Shabnam Minwalla Recalls Her Father As A Man Who Believed In A Hearty Start To The Day With Traditional Parsi Delicacies
My mother is a sensible Bohra who believes in moderation. My father was a Parsi who emphatically did not. Which was why he felt such nostalgia for that most immoderate of meals—the Parsi breakfast. He grew up as part of a boisterous joint family in a rambling house on the outskirts of Hyderabad. “We ate kheema everyday. And aleti paleti,” he maintained. “We ate plain eggs only if we were sick. Very sick. Otherwise we had to have bheja cutlets and gurda-kaleji and akoori and…” With every retelling, those childhood breakfasts became more sumptuous and artery-choking.

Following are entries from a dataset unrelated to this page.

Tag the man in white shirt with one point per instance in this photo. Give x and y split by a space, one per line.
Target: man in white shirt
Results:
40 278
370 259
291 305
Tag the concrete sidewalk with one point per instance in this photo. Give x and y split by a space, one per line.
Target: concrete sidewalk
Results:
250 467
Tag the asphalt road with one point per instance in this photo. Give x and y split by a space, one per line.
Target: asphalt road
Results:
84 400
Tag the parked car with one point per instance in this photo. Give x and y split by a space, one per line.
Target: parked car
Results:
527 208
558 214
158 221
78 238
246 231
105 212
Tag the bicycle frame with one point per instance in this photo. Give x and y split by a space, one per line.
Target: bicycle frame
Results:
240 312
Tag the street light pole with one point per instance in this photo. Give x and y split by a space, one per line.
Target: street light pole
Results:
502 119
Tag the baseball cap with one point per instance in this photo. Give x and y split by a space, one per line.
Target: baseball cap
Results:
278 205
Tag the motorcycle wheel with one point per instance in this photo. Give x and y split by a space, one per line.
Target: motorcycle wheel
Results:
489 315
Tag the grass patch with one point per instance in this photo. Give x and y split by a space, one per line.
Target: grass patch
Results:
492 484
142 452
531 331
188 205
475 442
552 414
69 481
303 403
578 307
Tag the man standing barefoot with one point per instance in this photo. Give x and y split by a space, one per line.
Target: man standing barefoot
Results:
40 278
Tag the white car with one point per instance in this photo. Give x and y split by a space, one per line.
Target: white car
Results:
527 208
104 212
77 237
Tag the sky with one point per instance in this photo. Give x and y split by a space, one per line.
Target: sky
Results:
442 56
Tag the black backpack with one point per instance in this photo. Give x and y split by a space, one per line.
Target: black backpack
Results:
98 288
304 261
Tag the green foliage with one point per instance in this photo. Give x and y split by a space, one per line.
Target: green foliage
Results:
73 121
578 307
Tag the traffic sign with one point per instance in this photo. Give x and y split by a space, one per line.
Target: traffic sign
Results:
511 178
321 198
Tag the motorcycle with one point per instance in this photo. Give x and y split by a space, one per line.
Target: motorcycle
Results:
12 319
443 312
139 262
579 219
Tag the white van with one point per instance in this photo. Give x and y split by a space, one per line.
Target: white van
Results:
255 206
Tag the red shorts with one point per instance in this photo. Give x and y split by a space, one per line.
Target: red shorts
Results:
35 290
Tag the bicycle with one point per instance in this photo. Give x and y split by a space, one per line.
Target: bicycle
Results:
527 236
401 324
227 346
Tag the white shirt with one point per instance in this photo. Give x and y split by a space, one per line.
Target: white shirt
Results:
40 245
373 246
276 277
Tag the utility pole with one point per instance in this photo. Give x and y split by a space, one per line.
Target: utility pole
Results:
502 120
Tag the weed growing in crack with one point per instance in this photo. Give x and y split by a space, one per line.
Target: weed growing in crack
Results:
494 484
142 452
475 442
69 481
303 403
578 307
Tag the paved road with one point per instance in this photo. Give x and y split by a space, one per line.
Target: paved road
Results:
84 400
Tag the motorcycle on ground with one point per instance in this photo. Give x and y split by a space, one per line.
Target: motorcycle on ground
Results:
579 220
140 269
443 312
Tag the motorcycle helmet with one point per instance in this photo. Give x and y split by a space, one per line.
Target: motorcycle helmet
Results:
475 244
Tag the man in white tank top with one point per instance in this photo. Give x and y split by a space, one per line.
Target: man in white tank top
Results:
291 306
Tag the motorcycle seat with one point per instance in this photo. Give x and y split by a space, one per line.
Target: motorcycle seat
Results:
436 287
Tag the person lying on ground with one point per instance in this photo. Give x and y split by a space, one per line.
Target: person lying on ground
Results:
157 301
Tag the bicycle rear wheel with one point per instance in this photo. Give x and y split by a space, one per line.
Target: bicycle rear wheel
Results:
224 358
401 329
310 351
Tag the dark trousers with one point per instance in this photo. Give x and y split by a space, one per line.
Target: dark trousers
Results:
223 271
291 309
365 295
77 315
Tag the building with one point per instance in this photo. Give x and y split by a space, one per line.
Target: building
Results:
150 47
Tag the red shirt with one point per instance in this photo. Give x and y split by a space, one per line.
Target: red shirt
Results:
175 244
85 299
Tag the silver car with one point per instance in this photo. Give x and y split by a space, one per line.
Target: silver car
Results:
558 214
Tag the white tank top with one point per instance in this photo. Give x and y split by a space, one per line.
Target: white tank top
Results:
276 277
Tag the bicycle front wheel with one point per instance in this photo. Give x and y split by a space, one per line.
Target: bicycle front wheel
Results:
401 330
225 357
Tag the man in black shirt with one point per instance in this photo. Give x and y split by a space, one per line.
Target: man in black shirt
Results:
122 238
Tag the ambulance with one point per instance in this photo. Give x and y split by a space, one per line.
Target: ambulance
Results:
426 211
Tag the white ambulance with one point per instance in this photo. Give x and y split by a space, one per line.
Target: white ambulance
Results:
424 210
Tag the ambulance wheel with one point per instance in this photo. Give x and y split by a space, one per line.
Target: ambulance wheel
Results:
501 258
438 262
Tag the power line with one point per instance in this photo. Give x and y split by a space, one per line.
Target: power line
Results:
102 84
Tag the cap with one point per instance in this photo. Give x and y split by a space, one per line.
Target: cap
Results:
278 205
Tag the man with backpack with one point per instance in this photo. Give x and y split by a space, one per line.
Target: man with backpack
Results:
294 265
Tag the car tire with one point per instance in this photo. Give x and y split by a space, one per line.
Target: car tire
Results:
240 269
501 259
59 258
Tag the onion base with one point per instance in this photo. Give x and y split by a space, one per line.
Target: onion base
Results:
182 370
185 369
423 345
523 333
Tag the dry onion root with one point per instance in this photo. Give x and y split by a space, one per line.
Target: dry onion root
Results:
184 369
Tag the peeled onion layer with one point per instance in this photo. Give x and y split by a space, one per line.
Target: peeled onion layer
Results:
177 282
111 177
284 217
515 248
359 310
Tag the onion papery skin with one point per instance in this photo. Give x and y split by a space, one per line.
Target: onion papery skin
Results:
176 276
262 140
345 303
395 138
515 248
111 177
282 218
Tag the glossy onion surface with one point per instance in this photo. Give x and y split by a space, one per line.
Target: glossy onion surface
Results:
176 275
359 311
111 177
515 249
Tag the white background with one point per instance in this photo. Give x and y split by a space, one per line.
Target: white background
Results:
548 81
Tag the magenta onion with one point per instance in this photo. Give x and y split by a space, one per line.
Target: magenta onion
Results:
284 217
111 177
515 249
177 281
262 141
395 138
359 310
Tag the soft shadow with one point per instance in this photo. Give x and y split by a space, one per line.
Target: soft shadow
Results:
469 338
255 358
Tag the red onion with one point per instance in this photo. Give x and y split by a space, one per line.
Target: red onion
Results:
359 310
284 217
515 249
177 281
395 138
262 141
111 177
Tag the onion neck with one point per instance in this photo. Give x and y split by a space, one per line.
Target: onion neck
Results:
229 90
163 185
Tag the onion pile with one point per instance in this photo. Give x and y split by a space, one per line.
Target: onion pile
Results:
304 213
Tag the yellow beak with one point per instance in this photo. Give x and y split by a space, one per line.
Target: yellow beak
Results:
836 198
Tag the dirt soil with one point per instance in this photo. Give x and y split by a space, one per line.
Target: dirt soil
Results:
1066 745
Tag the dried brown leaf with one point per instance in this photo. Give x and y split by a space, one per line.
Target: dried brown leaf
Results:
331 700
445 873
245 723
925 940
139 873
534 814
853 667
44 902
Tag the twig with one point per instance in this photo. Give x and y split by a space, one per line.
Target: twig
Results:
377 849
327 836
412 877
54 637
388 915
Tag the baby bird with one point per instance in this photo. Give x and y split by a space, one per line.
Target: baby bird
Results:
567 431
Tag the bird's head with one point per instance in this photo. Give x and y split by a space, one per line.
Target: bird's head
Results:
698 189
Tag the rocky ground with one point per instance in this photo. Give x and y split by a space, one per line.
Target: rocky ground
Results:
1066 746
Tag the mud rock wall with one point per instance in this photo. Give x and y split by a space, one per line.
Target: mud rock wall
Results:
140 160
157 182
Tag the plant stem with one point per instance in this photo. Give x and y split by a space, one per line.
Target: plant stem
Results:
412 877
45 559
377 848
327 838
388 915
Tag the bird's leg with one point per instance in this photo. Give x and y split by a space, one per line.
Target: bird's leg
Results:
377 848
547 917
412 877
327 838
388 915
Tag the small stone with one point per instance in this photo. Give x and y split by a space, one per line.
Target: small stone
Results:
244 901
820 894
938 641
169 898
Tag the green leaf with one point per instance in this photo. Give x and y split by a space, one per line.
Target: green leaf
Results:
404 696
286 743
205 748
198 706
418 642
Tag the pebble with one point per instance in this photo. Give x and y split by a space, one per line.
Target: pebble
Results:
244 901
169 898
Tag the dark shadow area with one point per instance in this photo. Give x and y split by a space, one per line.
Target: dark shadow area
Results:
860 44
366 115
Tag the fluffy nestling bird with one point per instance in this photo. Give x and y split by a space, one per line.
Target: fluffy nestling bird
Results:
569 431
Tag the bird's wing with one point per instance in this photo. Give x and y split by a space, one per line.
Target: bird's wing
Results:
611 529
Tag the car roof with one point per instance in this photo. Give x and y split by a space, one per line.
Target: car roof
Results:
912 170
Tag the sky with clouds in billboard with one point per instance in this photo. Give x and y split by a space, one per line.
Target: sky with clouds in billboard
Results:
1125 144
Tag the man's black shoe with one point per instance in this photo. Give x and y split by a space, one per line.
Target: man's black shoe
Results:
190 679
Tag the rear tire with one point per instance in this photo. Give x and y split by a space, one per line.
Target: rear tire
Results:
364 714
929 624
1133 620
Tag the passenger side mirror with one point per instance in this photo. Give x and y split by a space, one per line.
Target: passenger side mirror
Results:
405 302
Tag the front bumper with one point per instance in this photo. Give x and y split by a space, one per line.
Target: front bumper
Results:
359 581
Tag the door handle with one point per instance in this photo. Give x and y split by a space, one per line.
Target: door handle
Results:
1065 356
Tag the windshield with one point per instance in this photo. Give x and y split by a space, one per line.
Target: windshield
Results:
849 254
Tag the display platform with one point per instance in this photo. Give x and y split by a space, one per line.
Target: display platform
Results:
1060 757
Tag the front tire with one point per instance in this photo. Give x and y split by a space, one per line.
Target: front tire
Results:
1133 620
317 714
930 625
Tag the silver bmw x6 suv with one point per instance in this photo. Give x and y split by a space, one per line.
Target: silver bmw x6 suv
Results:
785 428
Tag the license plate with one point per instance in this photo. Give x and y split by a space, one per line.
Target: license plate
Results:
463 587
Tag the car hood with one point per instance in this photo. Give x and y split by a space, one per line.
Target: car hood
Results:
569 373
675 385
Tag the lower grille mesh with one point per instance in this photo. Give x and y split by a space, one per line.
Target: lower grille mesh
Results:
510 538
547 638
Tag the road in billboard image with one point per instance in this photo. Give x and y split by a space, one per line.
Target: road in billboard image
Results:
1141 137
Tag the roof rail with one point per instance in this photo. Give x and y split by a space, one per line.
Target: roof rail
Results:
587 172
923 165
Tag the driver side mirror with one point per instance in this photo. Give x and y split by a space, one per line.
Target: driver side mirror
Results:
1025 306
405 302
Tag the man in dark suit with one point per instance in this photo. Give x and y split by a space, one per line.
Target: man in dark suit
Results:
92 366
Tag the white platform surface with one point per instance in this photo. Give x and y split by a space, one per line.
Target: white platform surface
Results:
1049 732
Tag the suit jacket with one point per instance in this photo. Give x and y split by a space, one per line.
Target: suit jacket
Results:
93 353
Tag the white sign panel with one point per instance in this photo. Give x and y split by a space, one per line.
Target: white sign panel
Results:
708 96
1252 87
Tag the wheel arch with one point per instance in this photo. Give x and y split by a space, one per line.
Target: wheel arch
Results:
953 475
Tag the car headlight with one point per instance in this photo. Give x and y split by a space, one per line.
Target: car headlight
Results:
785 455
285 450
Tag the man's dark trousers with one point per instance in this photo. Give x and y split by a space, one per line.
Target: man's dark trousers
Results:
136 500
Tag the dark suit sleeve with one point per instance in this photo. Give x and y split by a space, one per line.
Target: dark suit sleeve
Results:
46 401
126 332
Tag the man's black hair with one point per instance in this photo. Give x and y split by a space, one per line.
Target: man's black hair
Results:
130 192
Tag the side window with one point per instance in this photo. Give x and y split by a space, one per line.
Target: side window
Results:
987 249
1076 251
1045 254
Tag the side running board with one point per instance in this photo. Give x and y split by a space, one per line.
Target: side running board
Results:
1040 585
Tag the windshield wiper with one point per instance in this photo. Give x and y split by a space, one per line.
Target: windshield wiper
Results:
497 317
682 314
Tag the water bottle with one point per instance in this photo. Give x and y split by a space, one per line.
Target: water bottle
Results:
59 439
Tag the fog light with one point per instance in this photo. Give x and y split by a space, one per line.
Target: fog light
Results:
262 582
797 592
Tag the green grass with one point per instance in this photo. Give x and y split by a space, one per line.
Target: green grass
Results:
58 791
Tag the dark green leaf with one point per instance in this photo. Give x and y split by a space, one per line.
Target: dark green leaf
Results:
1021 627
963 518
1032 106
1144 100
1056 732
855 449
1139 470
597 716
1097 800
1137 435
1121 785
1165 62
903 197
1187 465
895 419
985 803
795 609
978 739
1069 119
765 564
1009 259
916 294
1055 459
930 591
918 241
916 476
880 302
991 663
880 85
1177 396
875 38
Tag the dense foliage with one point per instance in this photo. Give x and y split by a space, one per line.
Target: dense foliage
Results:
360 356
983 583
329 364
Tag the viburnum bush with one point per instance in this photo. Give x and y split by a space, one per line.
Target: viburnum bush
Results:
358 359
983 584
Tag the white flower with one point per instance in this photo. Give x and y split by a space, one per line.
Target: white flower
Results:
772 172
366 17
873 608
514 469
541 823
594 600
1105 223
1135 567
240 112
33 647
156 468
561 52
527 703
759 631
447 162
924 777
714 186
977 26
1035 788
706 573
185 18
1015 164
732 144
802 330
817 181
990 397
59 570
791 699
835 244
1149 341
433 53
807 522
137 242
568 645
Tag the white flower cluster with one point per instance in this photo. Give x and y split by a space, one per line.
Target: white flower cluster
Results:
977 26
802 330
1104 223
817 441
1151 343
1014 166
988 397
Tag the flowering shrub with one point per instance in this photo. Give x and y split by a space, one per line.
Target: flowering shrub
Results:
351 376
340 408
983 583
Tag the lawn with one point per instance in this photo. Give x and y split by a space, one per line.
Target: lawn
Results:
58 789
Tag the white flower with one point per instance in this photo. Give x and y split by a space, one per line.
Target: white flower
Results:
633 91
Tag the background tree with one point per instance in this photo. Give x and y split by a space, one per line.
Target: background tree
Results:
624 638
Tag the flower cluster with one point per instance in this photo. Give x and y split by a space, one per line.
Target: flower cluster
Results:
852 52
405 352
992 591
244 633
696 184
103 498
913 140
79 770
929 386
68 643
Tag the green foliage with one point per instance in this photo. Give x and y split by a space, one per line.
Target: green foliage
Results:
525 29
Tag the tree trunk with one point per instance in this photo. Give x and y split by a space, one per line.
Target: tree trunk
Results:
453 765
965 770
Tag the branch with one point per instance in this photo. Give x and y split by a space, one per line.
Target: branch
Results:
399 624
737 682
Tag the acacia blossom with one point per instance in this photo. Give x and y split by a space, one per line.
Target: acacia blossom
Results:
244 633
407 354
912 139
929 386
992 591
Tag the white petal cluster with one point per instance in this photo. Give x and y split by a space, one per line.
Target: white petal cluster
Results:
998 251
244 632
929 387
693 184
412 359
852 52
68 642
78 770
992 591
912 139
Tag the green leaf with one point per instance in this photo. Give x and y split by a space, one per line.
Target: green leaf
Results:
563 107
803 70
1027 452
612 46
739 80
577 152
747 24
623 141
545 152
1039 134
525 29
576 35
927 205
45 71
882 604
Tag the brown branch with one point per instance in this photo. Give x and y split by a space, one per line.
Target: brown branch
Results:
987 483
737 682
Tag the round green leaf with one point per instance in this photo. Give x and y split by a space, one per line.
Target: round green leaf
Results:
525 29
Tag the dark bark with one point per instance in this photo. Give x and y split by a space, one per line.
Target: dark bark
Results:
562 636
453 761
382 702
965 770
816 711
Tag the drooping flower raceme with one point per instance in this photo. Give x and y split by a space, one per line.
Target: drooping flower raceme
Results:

Still, my brother and I were wistful. We quite fancied a frilly brain cutlet to bolster us for a day of biology and Marathi. Or redolent kheema topped with chopped onion and a twist of lime. Or kheema ghotala, that spicy, springy dish packed with textures and flavour that emerges when kheema is scrambled with egg and masalas. My mother, though, invariably shuddered. She’s a two-toast, one-cup-of tea person. Certainly not someone who would step into the kitchen at dawn, pop on an apron and start chopping chicken heart, liver and gizzard before frying them with ginger-garlic paste so that she could serve her husband aleti paleti. Or put together a mishmash of goat kidney, liver and lungs enlivened with a slug of toddy, just so that her children could get their fix of gurda-kaleji and a head start on gout.